Die Kaltblütigen warten derweil ab, ob der Bundesrat dem Steuerabkommen mit der Schweiz überhaupt zustimmt. Falls ja, können sie sich immer noch selbst anzeigen für den Fall, dass sie sich dann besserstellen als bei der Pauschalsteuer von mindestens 21 Prozent auf alles. Falls nein, bleiben sie einfach weiterhin in Deckung.

SPD und Grüne wollen jeden Steuerflüchtling zur Kasse bitten

"Was wollen wir eigentlich?", fragt Koschyk angesichts dieser Hängepartie. "Wollen wir mit CDs einige Steuerhinterzieher von zwei oder drei Banken bestrafen? Oder wollen wir per Abkommen alle Deutschen bei 370 Schweizer Banken Steuern zahlen lassen?"

Doch SPD und Grüne sind fixiert darauf, jeden einzelnen Bundesbürger mit Schweizer Schwarzgeldkonten zur Rechenschaft zu ziehen, so hypothetisch dies auch sein mag. Im Feuereifer gegenüber den Eidgenossen übersehen sie, dass die EU-Mitgliedstaaten Österreich und Luxemburg in Sachen Transparenz weit weniger kooperativ sind als die Eidgenossen. Beide Länder sperren sich gegen einen automatischen Informationsaustausch, weil sie ihre Kunden nicht ans Messer der deutschen Finanzbehörden liefern wollen. In Österreich gibt es immer noch anonyme Sparbücher bis zu einer Höhe von je 15 000 Euro. Österreich und Luxemburg stehen genauso wie die Schweiz auf der OECD-Beobachtungsliste mit steuerrechtlichen Defiziten.

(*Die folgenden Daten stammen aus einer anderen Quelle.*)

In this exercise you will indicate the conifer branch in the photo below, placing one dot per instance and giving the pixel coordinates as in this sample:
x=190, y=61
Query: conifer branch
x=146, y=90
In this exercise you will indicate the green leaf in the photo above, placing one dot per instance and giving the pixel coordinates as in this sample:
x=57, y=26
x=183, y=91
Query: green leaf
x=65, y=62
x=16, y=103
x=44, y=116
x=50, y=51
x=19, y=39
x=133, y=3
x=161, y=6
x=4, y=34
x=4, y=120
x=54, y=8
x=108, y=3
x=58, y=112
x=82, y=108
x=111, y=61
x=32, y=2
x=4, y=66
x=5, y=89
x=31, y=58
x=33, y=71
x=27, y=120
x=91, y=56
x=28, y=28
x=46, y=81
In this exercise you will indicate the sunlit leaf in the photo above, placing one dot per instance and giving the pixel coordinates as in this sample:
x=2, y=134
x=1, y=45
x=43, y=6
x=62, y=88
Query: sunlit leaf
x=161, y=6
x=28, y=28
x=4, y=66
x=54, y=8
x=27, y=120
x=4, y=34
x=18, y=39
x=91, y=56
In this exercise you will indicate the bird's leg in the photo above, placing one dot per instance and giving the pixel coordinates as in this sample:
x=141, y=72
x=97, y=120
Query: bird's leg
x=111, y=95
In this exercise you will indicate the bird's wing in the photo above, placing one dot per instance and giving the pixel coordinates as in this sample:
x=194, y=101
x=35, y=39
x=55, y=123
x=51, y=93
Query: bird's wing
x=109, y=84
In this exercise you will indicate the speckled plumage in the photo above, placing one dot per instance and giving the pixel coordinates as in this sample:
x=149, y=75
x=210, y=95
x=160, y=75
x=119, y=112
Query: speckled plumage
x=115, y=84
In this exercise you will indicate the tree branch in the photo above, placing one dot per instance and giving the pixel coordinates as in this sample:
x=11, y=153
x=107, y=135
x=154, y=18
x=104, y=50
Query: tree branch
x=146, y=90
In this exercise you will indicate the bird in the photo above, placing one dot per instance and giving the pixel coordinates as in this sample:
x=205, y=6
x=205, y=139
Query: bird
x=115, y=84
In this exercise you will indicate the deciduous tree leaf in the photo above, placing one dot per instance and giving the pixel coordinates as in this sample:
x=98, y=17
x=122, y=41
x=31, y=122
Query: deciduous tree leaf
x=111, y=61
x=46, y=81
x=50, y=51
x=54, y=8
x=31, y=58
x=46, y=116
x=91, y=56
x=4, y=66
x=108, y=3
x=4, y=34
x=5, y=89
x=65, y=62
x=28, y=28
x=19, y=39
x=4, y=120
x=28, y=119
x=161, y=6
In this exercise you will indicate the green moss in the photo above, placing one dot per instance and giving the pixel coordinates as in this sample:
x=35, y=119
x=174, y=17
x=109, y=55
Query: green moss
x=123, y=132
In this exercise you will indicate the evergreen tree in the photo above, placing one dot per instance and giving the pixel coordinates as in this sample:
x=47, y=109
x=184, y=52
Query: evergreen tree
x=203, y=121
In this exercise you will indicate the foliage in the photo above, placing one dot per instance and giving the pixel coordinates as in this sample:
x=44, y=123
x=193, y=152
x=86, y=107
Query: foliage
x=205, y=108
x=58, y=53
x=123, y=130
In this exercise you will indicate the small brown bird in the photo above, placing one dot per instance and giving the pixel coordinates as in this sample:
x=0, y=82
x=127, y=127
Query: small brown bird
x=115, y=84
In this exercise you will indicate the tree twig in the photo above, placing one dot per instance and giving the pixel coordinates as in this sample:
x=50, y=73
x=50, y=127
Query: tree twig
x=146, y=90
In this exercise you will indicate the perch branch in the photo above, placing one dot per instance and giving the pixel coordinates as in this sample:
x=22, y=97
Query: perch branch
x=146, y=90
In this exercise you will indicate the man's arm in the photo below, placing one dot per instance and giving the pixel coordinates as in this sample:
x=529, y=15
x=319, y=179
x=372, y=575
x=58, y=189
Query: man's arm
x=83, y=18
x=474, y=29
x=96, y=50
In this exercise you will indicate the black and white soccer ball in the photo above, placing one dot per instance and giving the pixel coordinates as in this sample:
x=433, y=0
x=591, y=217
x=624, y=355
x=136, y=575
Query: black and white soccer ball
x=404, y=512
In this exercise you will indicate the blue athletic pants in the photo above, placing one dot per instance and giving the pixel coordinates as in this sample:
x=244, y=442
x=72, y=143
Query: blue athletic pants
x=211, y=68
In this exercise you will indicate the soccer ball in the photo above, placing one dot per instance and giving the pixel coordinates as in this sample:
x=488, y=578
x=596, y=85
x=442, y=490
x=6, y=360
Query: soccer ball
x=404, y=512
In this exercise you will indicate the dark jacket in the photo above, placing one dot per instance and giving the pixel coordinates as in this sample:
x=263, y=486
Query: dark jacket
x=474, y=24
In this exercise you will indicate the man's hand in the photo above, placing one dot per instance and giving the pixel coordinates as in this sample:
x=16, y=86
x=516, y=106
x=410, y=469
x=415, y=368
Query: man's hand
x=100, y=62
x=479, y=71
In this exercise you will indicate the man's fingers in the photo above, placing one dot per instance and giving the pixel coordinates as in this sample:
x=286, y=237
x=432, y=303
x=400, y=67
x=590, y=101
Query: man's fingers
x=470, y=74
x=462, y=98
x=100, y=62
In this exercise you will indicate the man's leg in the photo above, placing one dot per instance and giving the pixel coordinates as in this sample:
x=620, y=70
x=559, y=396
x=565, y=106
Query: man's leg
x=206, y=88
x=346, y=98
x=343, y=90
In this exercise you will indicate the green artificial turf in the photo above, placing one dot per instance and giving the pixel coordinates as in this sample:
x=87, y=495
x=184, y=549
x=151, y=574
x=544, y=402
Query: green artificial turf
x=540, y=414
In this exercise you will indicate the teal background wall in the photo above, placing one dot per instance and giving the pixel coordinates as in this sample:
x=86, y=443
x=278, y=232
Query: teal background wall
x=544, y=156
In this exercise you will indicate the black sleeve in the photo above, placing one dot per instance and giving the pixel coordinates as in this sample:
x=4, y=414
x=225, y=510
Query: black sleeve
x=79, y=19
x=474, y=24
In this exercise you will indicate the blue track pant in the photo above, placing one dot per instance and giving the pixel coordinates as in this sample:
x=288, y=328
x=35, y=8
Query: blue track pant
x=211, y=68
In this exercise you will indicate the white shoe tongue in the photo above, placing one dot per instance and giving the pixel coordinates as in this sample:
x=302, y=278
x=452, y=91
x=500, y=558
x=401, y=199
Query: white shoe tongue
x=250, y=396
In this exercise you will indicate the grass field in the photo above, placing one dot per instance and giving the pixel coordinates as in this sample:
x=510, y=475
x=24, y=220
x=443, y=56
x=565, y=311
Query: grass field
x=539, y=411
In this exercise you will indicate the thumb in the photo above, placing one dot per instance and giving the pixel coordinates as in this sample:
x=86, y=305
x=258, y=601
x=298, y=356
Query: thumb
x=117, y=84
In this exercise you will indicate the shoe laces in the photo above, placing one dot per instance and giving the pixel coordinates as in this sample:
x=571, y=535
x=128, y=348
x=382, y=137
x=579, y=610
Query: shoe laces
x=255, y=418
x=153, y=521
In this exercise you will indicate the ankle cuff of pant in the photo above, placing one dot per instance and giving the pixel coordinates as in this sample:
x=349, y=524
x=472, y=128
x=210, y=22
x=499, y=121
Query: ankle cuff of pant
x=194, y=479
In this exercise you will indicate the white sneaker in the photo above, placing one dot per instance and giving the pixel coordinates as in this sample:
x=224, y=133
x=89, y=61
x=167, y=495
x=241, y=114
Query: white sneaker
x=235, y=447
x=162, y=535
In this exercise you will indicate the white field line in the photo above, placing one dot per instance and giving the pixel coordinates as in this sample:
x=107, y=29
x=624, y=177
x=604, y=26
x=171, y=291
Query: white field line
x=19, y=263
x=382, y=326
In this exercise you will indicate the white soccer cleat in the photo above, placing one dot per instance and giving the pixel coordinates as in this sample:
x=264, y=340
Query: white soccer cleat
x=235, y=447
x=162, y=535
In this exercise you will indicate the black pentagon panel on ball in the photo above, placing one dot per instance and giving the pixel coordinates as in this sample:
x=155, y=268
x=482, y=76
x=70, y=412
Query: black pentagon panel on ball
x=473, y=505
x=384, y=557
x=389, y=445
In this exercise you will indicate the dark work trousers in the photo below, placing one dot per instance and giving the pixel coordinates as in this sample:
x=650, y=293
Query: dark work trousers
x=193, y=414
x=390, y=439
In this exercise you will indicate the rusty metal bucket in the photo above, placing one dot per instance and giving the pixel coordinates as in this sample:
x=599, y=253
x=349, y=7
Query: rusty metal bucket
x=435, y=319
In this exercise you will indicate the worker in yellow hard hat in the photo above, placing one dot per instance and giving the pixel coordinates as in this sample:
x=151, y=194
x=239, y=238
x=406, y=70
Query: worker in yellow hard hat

Die Verträge mit der Schweiz, Singapur und auch Montserrat fügen sich in Schäubles Strategie, die auf Peitsche und Zuckerbrot, Kommunikation und Kooperation aufbaut. Der steht die Schrotschuss-Politik von Walter-Borjans und Steinbrück diametral gegenüber. Setzt NRW weiter auf den Ankauf von Steuer-CDs und verweigert die Zustimmung zum deutsch-schweizerischen Abkommen, dann "führen wir den Status quo weiter", sagt der Schweizer Finanzstaatssekretär Ambühl. Dann gebe es keine Vergangenheitsregulierung, keine flächendeckende Nachversteuerung und nur Amtshilfe nach dem OECD-Mindeststandard.

Keine Frage: Ohne ein Abkommen mit der Schweiz bliebe Schäubles Strategie nur Stückwerk – doch mit dem Abkommen käme die Vertreibung der Steuersünder auch aus den letzten Paradiesen in Gang.